Si sedettero e davanti ad una tazza di the cominciarono a chiacchierare.
Dopo un po’ Lucia e la mamma si alzarono per tornare a casa, e i tre fratellini invitarono la loro nuova amica a tornare a giocare con loro il giorno successivo.
La mattina a scuola, la maestra assegnò in classe un tema a piacere e Lucia narrò come aveva trascorso il pomeriggio precedente.
Anche i fratellini raccontarono della loro nuova amica e di come avessero giocato insieme, divertendosi da matti.
Nel pomeriggio, quando Lucia tornò a giocare con i suoi nuovi amici, portò con sé un altro bambino, suo vicino di casa.

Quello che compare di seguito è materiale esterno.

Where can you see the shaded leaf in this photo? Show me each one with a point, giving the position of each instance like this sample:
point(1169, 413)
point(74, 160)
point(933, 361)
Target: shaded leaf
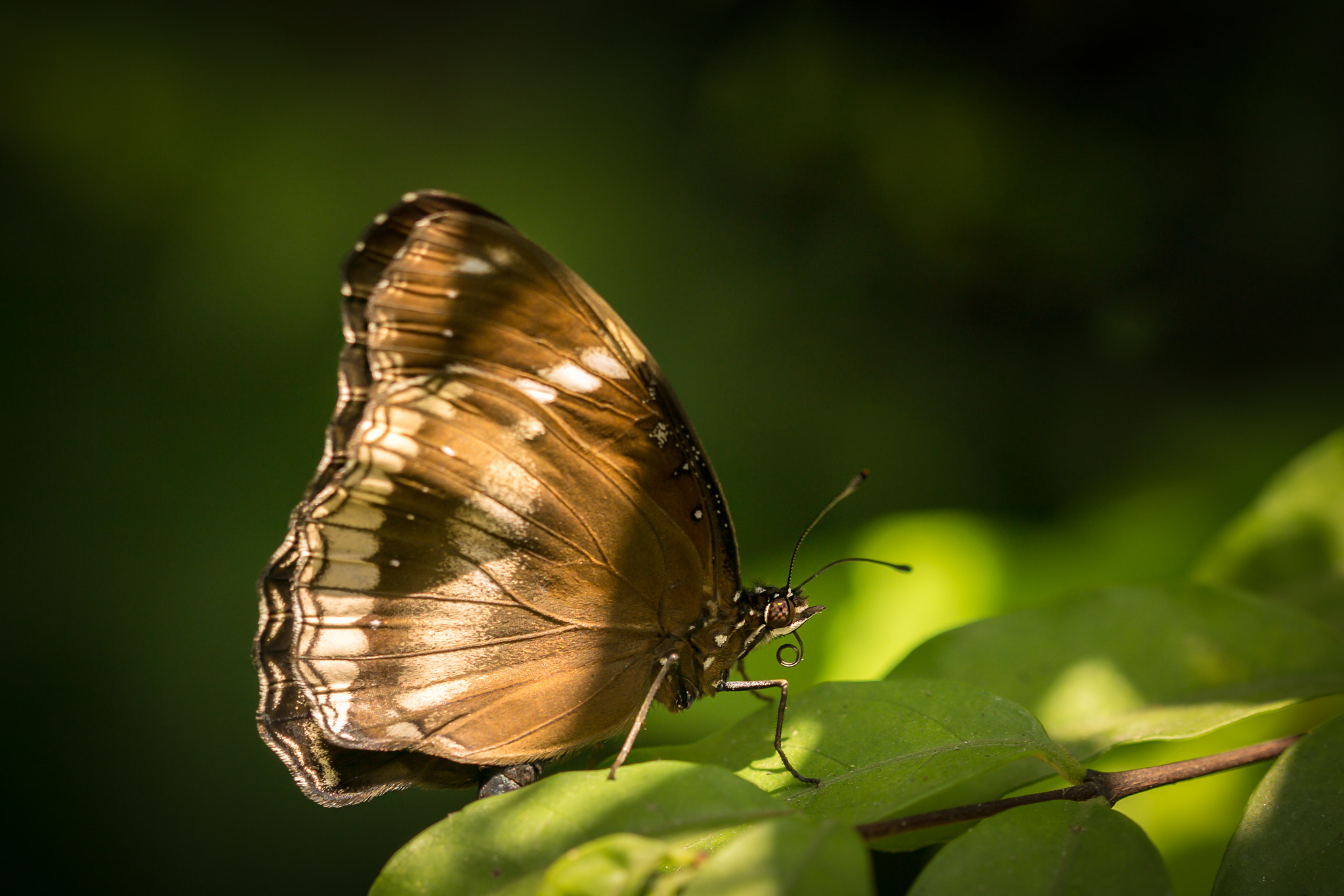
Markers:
point(1053, 848)
point(505, 844)
point(1124, 665)
point(792, 855)
point(1290, 544)
point(1292, 836)
point(614, 865)
point(881, 748)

Ogni pomeriggio altri bambini si univano al gruppo.
Il nonno preparava budino e biscotti per tutti e spesso giocava anche lui, ridendo e correndo con loro, o a volte raccontando delle splendide storie, finché un po’ alla volta tra loro nacque l’amicizia.
Il fatto che i bambini giocassero insieme, costrinse anche le mamme ad incontrarsi e anche loro finirono per diventare amiche. Va da sé che a poco a poco anche i papà cominciarono a parlarsi e frequentarsi, finché tutti quanti in paese cominciarono a conoscersi ed anche a volersi un po’ di bene.
Fu così che un giorno decisero di cambiare nome al paese e lo chiamarono “TUTTINSIEME”.